高校卒業後、帝国ホテルに入社し、51歳で総料理長に就任した田中氏は、2005年にフランスの農事功労章シュヴァリエを受勲、2015年には厚労省認定「現代の名工」に選ばれた。さらに昨年は帝国ホテルのシェフとして初めて、文化庁長官表彰を受賞している。「帝国ホテルの鉄人」と称される、日本料理界を代表するシェフだ。
大会組織委員会は昨年3月、専門家や有識者からなる「飲食戦略検討会議」を設置。選手村の料理について「栄養管理や日本食による文化の発信」などをテーマに議論を重ねてきたが、田中氏は同検討会議の委員を務めている。
「田中シェフはインタビューで、世界の期待に答えるためには『“日本らしさ”を出していくことが重要』と語り、東日本大震災の被災地の食材についても『むしろ安全。
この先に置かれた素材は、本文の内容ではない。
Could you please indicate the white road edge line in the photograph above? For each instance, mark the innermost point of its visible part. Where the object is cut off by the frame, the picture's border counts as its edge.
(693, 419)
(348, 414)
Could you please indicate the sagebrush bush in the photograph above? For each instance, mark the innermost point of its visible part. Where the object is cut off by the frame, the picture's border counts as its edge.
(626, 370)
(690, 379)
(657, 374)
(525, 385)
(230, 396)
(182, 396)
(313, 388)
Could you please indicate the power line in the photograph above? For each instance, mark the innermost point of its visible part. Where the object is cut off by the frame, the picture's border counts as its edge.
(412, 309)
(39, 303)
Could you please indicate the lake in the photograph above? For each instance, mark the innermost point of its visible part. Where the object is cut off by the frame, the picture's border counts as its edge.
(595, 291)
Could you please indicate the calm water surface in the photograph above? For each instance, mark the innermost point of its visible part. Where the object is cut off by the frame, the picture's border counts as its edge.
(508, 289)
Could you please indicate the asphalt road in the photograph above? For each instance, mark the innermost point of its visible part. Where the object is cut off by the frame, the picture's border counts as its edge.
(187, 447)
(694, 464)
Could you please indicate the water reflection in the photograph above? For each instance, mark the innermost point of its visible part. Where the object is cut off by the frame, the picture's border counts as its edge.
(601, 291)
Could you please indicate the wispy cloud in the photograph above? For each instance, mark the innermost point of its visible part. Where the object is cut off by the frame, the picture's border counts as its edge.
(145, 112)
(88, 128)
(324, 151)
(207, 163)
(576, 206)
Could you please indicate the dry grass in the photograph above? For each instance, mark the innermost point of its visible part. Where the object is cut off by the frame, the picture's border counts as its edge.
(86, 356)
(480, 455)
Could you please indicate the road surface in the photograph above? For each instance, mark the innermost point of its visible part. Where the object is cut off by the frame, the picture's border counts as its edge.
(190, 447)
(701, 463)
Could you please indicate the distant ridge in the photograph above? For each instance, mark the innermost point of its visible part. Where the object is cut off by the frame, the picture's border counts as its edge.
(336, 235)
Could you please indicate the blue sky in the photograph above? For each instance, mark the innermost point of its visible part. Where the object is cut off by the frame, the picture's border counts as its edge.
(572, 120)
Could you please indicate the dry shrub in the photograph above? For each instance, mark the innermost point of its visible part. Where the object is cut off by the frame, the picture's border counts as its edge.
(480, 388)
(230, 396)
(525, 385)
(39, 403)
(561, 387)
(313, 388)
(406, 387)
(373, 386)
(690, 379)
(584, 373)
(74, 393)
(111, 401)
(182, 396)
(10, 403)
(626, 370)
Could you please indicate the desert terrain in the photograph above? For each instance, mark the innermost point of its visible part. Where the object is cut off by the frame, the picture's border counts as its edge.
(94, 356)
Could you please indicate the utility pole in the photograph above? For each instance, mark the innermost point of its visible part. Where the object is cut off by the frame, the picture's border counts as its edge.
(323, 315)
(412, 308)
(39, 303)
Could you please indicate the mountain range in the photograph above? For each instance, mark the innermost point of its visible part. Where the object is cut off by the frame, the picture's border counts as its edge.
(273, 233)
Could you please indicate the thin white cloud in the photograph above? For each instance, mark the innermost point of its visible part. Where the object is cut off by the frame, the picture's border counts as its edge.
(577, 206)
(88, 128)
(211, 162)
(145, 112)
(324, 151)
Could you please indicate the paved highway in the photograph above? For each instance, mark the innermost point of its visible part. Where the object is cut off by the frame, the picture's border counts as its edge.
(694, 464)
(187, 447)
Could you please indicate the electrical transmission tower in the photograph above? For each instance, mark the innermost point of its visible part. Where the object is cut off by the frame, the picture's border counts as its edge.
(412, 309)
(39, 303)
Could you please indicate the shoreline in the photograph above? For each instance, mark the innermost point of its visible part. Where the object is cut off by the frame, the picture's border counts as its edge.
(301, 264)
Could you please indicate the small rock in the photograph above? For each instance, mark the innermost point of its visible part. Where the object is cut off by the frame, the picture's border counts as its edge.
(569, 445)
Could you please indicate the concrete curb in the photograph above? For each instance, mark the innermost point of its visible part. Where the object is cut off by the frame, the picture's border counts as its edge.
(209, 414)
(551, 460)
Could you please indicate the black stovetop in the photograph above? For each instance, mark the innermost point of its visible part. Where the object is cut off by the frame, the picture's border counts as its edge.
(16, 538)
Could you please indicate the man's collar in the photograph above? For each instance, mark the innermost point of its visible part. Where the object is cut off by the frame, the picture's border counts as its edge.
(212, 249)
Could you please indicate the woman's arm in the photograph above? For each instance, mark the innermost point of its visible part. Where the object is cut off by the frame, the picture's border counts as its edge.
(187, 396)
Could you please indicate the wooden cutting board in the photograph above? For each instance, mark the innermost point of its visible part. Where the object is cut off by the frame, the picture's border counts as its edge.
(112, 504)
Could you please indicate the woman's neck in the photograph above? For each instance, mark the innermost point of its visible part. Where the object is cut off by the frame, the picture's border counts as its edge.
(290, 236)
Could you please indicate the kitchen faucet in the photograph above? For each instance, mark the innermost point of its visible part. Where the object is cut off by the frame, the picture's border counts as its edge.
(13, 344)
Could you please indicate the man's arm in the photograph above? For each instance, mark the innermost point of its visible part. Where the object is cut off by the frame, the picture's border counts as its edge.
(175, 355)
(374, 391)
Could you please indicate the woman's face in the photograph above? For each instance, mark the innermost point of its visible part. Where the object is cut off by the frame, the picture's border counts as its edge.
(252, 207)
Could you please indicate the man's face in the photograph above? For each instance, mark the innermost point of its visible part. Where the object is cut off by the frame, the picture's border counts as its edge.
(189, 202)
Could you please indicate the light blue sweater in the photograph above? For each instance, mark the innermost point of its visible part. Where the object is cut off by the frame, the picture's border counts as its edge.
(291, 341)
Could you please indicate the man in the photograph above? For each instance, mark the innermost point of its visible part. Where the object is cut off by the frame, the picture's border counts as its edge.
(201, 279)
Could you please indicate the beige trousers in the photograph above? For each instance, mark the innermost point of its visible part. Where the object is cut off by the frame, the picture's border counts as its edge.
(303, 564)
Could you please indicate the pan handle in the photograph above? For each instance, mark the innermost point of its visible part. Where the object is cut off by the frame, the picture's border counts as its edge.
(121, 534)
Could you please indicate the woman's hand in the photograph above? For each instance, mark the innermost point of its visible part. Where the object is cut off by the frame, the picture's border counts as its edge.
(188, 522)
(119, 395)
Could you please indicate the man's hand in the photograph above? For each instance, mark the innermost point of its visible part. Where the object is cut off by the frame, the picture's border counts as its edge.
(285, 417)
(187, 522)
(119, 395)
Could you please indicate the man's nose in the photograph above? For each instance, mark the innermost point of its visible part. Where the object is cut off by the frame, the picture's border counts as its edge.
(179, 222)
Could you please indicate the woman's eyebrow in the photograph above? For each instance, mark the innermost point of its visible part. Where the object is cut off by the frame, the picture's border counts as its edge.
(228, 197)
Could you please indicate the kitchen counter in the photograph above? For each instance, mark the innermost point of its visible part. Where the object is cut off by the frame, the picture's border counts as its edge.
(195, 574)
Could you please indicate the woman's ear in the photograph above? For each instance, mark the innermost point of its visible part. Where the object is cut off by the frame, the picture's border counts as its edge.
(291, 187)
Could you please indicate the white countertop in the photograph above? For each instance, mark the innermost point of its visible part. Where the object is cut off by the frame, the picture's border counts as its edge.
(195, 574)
どんどんアピールすべきだ』と強調するなど、かなり意欲的です。関係者の間からも『帝国ホテルは大量の食材を扱うことやオペレーションに慣れている。安心して任せられるのは田中さんしかいない』という声が上がっている」(全国紙記者)
だが、まだ「田中氏で決まり」というわけではない。彼には強力な「ライバル」が存在するからだ。
◆「万全の態勢で五輪に臨む」
田中氏の「対抗馬」と目されているのが、高級フレンチレストラン『オテル・ドゥ・ミクニ』のオーナーシェフ、三國清三氏(63)である。2003年に田中氏と同じ「シュヴァリエ」を受勲、2007年に「現代の名工」に選ばれるなど、経歴的には遜色がない。